Abstract-Synchronization is an issue of significant importance in large-scale, distributed and high-speed systems. Traditional globally synchronous approach is no longer viable due to severe wire delay. Solutions such as "Globally Asynchronous, Locally Synchronous (GALS)" approaches suffer from metastability risk limiting their use in many-core SoC for critical applications, such as aerospace, military or medical equipment. This paper presents a distributed clock generator based on a network of oscillators. A great advantage of this architecture is its high stability and immunity to perturbations. This architecture also makes possible to design large fully synchronous SoC. A 10×10 network supplying clock sources for 100 clock domains has been modeled in VHDL and is under design in silicon.

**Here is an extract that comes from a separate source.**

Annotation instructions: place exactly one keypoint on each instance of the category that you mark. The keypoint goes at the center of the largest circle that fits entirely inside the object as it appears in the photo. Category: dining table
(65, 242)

Simulation results show ± 40 ps peak-to-peak phase error between two neighboring clock signals and ± 50 ps between two clocks in distance.
I. INTRODUCTION
Advances in CMOS technology have led to an exponential increase of chip complexity and transistor numbers (Moore's law). The modern SoC can be regarded as micro-networks. Synchronization between their different areas becomes a research subject of utmost importance.
There are many methods for synchronous operation. Traditional clock distribution in complex circuits uses tree or grid structures [1] [2] . These centralized distribution techniques are very expensive, mainly in terms of energy consumption and area. They also suffer from uncontrollable skew and jitters.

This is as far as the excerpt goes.